We performed all experiments on a commercial small animal imager. For the scintillator, we used a radioisotopic screen. Each beta image was calculated as the difference between two images: 1) a ‘gamma + beta’ image with a scintillator between the object and the camera, and 2) a ‘gamma’ image with a 1 mm steel slab (>97.4% beta rejection from Tl-204) between the scintillator and the object. Exposure times for CLI and beta images were 180 s and 10-30 s, respectively. For in vitro FDG experiments, we obtained CLI and beta images of the following: a uniform source (100 uCi), a resolution phantom (1.2-4.8 mm rods), a 1.0 mm diameter capillary tube (100 uCi), and serial 10-fold dilutions of FDG droplets (10 uCi to 0.001 uCi ) in 50 uL matrigel. For in-vivo experiments, we imaged 5 nude mice inoculated with B16F10-luciferase expressing mouse melanoma cells. After excising the skin, we obtained a beta image, a CLI image, and a bioluminescence (BLI) image. We computed signal-to-background ratios (SBRs) for each modality. We then applied a dependent t-test to compare the SBRs between CLI and beta images.
For the uniform source, beta imaging provided 227 fold more counts-per-second than CLI. Beta imaging could not resolve any rods on the resolution phantom, whereas CLI could resolve rods at all diameters. For the capillary source, full-width-at-half-maximums for the beta and CLI images were 3.9 and 1.0 mm, respectively. For the FDG dilutions, beta imaging and CLI could detect 0.01 uCi and 0.1 uCi droplets, respectively, at SBRs greater than 1.5. For the in-vivo experiments, the average SBR was 16.1 +/- 11.2 for BLI, 2.1 +/- 1.6 for CLI, and 4.3 +/- 2.7 for beta images. SBRs for CLI and beta images were statistically different on dependent t-test (p = 0.05).

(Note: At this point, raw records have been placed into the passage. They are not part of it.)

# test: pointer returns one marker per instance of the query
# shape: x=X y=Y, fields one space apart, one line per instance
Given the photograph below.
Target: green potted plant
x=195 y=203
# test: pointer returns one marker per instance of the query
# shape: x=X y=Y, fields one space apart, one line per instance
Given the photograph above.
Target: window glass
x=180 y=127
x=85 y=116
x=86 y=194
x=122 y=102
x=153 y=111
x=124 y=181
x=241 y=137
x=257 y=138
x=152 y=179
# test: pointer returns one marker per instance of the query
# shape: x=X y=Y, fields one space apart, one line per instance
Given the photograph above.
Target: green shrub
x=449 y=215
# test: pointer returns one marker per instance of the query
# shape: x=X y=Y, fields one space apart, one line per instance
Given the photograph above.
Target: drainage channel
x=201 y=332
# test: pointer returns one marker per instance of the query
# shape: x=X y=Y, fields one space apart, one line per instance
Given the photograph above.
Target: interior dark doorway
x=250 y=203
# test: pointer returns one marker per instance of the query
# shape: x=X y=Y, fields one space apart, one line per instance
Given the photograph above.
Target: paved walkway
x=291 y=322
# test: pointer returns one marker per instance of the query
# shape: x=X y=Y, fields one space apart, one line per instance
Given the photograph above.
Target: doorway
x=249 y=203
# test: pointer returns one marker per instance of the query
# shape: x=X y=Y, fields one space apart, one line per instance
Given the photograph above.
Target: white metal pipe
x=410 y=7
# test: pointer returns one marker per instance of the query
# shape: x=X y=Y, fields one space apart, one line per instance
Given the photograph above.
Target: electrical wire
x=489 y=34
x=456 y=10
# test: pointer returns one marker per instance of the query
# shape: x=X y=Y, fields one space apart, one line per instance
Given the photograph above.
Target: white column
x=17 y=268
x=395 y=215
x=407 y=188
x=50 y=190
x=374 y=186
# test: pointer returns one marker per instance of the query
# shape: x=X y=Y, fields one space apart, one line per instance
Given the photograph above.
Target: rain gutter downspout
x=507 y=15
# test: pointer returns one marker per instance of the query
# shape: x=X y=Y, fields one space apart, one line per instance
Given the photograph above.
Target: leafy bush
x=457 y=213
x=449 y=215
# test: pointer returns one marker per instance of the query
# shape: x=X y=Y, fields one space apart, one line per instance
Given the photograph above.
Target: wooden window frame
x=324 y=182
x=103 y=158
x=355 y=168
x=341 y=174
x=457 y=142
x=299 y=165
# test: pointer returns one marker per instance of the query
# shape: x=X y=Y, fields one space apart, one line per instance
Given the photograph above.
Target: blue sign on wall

CCD-based beta imaging is more sensitive than CLI in both in vitro and in vivo models, but exhibits decreased spatial resolution.
CCD-based beta imaging can image FDG-avid tumors in a clinically feasible timeframe. This modality potentially may be used for FDG-guided surgery or endoscopy.
King, M,
Carpenter, C,
Sun, C,
Ma, X,
Pratx, G,
Xing, L,
A Comparative Evaluation of CCD-based Beta Imaging and Cerenkov Luminescence Imaging. Radiological Society of North America 2014 Scientific Assembly and Annual Meeting, - ,Chicago IL.